SpaceX has delayed their first Starlink launch of 2021 due to experiencing bad weather.
The Falcon 9 rocket, holding 60 Starlink satellites, was scheduled for blast-off on Monday at 8:45am from the Kennedy Space Center in Florida. However, SpaceX revealed that "unfavourable weather conditions in the recovery area" prevented the launch.
The launch was rescheduled for Tuesday. However, due to the same circumstances, the launch is now set for Wednesday at 8:02am. SpaceX revealed that this is "to allow additional time for pre-launch inspections."
The rocket's first stage will peel off and land on the "Just Read the Instructions" recovery drone ship, once it has left the Earth's atmosphere. The Falcon 9 rockets are known for their reusability, and this particular one has blasted off into orbit seven times before.
One of the Falcon 9's recent launch was December 13, 2020, where it took SiriusXM's new radio satellite into orbit. The Falcon 9's six other missions include four Starlink missions, the RADARSAT Constellation Mission in June 2019, and the Crew Dragon's first mission in March 2019.

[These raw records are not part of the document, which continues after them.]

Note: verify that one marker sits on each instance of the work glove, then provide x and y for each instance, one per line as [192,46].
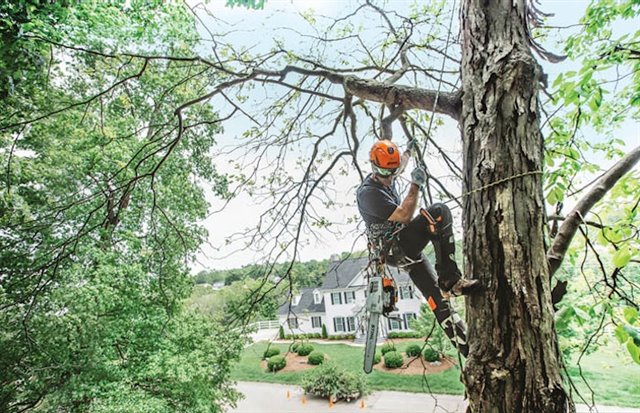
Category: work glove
[419,177]
[412,145]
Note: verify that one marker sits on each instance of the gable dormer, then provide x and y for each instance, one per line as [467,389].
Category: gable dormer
[296,299]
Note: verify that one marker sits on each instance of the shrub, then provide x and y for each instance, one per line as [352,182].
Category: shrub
[276,363]
[377,357]
[405,334]
[413,350]
[270,352]
[393,359]
[330,381]
[316,358]
[387,347]
[431,354]
[304,349]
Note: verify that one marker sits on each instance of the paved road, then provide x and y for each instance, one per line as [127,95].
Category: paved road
[280,398]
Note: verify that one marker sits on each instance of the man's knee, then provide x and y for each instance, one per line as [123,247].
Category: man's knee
[438,217]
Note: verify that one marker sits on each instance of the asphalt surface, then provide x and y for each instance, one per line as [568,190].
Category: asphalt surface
[281,398]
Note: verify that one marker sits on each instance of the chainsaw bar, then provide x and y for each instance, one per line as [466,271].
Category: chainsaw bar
[374,307]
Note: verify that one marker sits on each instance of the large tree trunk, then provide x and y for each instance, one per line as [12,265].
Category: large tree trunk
[514,363]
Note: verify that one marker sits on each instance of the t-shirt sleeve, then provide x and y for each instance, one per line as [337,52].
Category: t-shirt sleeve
[376,203]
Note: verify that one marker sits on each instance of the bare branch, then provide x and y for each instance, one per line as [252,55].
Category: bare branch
[568,229]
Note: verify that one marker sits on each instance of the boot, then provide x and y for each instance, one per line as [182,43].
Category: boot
[462,287]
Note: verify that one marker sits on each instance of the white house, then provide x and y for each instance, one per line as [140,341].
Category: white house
[339,303]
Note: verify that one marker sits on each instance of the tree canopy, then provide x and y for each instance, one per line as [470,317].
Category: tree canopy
[122,122]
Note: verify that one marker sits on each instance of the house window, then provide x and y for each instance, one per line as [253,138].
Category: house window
[406,292]
[394,324]
[408,318]
[349,297]
[351,324]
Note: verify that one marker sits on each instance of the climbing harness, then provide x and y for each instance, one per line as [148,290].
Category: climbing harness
[382,296]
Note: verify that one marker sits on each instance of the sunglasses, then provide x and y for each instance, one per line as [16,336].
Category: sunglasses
[384,172]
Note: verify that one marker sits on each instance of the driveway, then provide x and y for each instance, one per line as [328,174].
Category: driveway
[281,398]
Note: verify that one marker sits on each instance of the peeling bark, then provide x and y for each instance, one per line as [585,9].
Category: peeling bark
[514,363]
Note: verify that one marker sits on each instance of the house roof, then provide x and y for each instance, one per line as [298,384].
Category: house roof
[306,303]
[342,272]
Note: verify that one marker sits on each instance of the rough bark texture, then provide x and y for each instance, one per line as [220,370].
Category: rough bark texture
[514,363]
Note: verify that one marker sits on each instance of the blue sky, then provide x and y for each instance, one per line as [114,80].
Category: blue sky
[257,28]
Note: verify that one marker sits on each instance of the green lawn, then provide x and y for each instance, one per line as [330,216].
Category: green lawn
[615,381]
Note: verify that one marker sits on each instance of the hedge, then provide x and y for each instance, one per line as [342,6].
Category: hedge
[431,354]
[270,352]
[387,347]
[335,383]
[304,349]
[413,350]
[316,358]
[377,357]
[393,359]
[404,334]
[276,363]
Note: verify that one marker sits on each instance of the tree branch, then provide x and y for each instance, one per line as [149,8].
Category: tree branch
[568,229]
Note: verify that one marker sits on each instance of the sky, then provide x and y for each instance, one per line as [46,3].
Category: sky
[249,28]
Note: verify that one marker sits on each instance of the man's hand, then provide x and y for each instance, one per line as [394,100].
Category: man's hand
[412,145]
[419,177]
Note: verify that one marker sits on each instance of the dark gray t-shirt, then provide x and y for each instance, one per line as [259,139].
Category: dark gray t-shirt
[376,203]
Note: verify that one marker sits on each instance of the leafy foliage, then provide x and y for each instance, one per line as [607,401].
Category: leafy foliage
[270,352]
[393,359]
[387,347]
[628,333]
[431,354]
[413,350]
[330,381]
[276,363]
[316,358]
[304,349]
[98,221]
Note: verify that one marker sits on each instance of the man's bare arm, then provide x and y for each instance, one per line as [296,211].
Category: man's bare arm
[407,208]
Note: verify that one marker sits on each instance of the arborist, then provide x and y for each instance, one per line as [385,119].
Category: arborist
[400,237]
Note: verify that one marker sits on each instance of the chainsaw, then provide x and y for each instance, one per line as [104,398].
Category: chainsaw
[381,300]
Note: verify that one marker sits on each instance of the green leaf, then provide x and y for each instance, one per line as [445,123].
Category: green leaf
[630,314]
[621,257]
[634,333]
[634,351]
[621,334]
[581,314]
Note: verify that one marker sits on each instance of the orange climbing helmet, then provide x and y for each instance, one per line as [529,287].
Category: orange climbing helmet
[384,157]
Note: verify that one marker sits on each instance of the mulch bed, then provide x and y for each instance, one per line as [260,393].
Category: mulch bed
[413,366]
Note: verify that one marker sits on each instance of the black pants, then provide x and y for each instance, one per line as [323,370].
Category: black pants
[435,227]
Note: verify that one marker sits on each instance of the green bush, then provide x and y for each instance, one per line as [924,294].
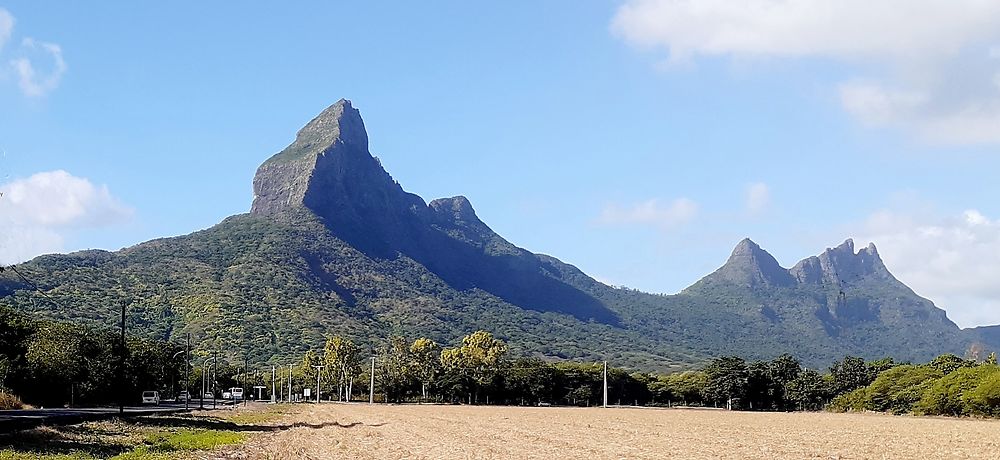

SpaceX has sent the 17th batch of Starlink satellites to space, intending to provide global broadband coverage from up to 42,000 satellites. Thus far, the aerospace company has more than 1,000 internet satellites in orbit.
SpaceX has already begun testing its space-based internet service through its "Better Than Nothing Beta". This is underway in the US, southern Canada, and parts of Europe. Some users have reported that they receive an internet speed of more than 200 megabits per second.
Regulators in the UK have given the green light to Starlink, and some users have already received their beta kits.